‘Black Panther’ Breakdown: The Best Things About The Year’s First Big Hit


You’ve seen Black Panther, yes? I imagine you have. Between the film’s $200 million opening weekend and the fact that you clicked on a post whose title pretty clearly indicates that it will spoil huge chunks of the movie for you, it’s a pretty safe bet. That’s good. Black Panther is a good movie. A really good movie, to be specific, in about three or four different ways. There’s a lot to discuss, and this feels like as good a place and time to do that. For example: I want one of those war rhinos so bad. I mean, that’s not the main thing I want to discuss, but it’s still true. We’ll circle back if there’s time.

Let’s talk about Black Panther.

1. First of all, let’s give a round of applause to Ryan Coogler. In fact, let’s give him two rounds of applause: One for somehow making a Marvel movie that felt fresh and exciting something like 60 films into the franchise (a trick he’s now pulled off twice, between this and Creed, which was way, way better than the seventh Rocky movie had any right to be), and one for the way he did it. He made a movie with an almost all-black cast, set in Africa, and turned it into a top-five all-time box office smash. Hopefully we’ll get to a point where that kind of thing doesn’t need to be pointed out, and hopefully, movies like this will help get us there sooner rather than later, but until then, it’s kind of a big deal. Dude has earned a victory lap if he chooses to take one.

2. Lots of really good performances in the movie, starting with Chadwick Boseman as T’Challa (in a role that could have easily fallen into the “goodie goodie Boy Scout” trap that Captain America slides into sometimes) and Michael B. Jordan as Killmonger (who we’ll discuss more in a second).

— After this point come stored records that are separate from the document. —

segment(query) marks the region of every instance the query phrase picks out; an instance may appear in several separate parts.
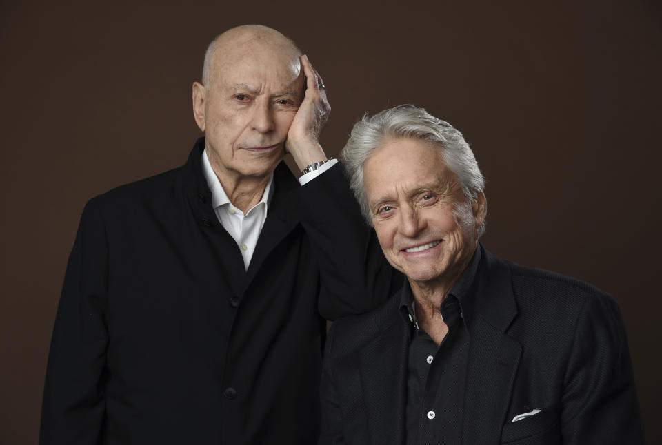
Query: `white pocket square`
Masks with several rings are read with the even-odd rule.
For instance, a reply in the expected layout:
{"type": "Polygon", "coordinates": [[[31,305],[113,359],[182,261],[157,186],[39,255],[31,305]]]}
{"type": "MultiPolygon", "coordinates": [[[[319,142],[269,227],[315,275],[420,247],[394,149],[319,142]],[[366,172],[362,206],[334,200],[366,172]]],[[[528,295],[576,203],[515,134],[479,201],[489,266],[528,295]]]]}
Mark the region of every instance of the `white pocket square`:
{"type": "Polygon", "coordinates": [[[516,415],[512,418],[512,422],[517,422],[518,420],[521,420],[522,419],[530,417],[532,415],[538,414],[538,413],[540,413],[539,409],[534,409],[529,411],[528,413],[522,413],[521,414],[518,414],[517,415],[516,415]]]}

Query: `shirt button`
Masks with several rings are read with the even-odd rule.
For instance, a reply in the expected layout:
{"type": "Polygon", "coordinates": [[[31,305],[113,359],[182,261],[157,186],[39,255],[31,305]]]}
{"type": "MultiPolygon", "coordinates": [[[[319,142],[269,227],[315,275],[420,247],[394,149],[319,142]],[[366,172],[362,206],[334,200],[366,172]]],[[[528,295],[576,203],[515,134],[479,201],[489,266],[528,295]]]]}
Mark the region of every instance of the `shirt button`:
{"type": "Polygon", "coordinates": [[[237,391],[234,390],[234,388],[226,388],[225,391],[223,391],[223,395],[225,395],[228,399],[230,399],[230,400],[232,400],[232,399],[237,397],[237,391]]]}

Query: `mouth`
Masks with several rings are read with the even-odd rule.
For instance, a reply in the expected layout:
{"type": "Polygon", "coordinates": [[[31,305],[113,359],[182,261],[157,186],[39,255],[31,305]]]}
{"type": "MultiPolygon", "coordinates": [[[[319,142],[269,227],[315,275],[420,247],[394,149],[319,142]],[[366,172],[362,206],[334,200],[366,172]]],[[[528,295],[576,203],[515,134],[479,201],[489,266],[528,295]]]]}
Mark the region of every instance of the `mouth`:
{"type": "Polygon", "coordinates": [[[265,152],[270,152],[271,150],[277,148],[280,146],[280,144],[274,144],[273,145],[269,145],[268,147],[250,147],[244,148],[243,149],[247,152],[250,152],[251,153],[264,153],[265,152]]]}
{"type": "Polygon", "coordinates": [[[430,250],[430,249],[434,249],[441,243],[441,240],[437,240],[437,241],[432,241],[432,242],[428,242],[427,244],[421,244],[419,246],[414,246],[413,247],[409,247],[408,249],[405,249],[403,250],[404,252],[408,253],[416,253],[417,252],[422,252],[425,250],[430,250]]]}

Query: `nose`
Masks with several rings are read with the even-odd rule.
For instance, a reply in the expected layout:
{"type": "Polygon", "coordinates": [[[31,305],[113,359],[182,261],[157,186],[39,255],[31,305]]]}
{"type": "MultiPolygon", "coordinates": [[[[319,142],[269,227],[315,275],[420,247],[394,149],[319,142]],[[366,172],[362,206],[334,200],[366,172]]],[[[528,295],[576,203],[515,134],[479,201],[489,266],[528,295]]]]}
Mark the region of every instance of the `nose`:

But we should also stop for a second to take note of the women in the film: Lupita Nyong’o as Nakia, T’Challa’s ex and a badass spy and warrior; Danai Gurira as Okoye, the head of the all-female special forces unit; Angela Bassett as Ramonda, T’Challa’s mother and the recently widowed queen; and Letitia Wright as Shuri, T’Challa’s tech genius teenage sister, who stole huge chunks of the movie with one-liners and glances, and who will hopefully be popping up in movies at a rapid pace in the near future.

3. But yes, Killmonger. We shouldn’t be surprised that Killmonger was a good villain because the Coogler-Jordan pairing is basically undefeated so far. But watching them thread the needle with the character was wild. He was evil, for sure, as evidenced by him shooting his girlfriend to get to Klau and also by everything else he did throughout the movie. It would have been easy for that to tip over into caricature, as we’ve seen in action movies for decades. What saved it was the way he was grounded in a kind of militant, winners vs. losers outlook on the world, and his sense that what he was doing had a purpose rooted in “good” (in his view), not just in the acquisition of power/money/etc. I didn’t know if the film was going to pull that off until the scene with Killmonger and his father (played by Sterling K. Brown, who is also pretty good at acting). That was a solid piece of business.

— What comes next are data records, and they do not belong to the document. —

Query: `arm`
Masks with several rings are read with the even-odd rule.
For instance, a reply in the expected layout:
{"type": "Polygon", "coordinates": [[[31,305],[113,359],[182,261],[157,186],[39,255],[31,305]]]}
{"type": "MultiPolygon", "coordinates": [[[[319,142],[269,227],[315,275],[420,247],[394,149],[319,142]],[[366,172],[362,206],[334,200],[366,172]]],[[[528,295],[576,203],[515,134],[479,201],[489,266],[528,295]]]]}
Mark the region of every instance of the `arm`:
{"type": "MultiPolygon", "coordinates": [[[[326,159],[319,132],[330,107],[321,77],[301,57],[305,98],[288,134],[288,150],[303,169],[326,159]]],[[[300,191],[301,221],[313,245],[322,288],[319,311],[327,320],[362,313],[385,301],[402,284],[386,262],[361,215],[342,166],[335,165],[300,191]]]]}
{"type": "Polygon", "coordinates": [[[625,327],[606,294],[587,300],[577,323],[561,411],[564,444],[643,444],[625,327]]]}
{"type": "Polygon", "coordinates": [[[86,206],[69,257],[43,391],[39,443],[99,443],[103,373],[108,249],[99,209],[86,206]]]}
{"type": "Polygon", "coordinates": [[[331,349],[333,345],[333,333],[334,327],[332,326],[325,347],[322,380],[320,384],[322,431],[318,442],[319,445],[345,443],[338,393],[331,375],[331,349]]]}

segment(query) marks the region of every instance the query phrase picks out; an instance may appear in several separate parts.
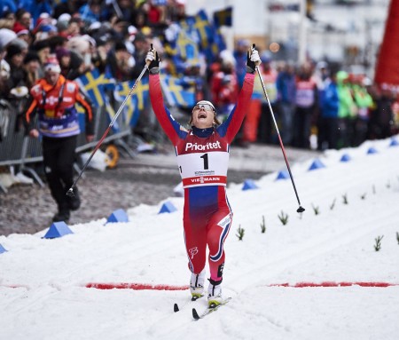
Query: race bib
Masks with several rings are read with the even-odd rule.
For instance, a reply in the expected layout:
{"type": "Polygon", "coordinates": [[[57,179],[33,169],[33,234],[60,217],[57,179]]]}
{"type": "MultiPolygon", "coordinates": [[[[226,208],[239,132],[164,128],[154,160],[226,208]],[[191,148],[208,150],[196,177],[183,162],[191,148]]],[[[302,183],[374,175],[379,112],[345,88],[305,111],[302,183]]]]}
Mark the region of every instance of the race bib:
{"type": "Polygon", "coordinates": [[[229,153],[211,151],[177,155],[183,187],[226,186],[229,153]]]}

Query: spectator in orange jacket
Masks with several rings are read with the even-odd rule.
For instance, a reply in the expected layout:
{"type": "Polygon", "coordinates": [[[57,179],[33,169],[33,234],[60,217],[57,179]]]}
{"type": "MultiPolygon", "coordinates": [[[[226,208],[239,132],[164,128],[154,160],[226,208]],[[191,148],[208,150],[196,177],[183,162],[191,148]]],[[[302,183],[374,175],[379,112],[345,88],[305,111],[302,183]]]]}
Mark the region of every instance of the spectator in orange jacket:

4. A bit of reporting: I went to see a 12:30 matinee of the movie on Saturday. The theater was packed and everyone was very into it. So into it, in fact, that when Michael B. Jordan took off his shirt for the Killmonger-T’Challa battle, a woman a few rows in front of me gasped. Like, loud, and I’m pretty sure in a way that was completely involuntary. She should be writing this column instead of me.


5. Black Panther was an extremely political movie, man. It touched on everything, from race to inequality to nationalism to about four or five other important topics in today’s society, some of which I probably didn’t even pick up on during my first watch and will become very obvious two or three viewings down the road. What impressed me about the movie, though, was the way the issues were handled. A lot of times, when a movie gets overtly political, it comes across hamhanded and obvious, like the character delivering the line is going to lean forward out of the screen and nudge you in the ribs to be sure you got the message. That annoys me to no end and often takes me out of the movie, because I do not always want my fun action movies to sit me down and explain to me how woke they are. This was different, though. The political messages fit into the story in a way that felt real and natural. They were things Wakanda and the characters were dealing with, not a square peg blasted through a round hole with dynamite to deliver a 10th-grade civics lesson. I dug that.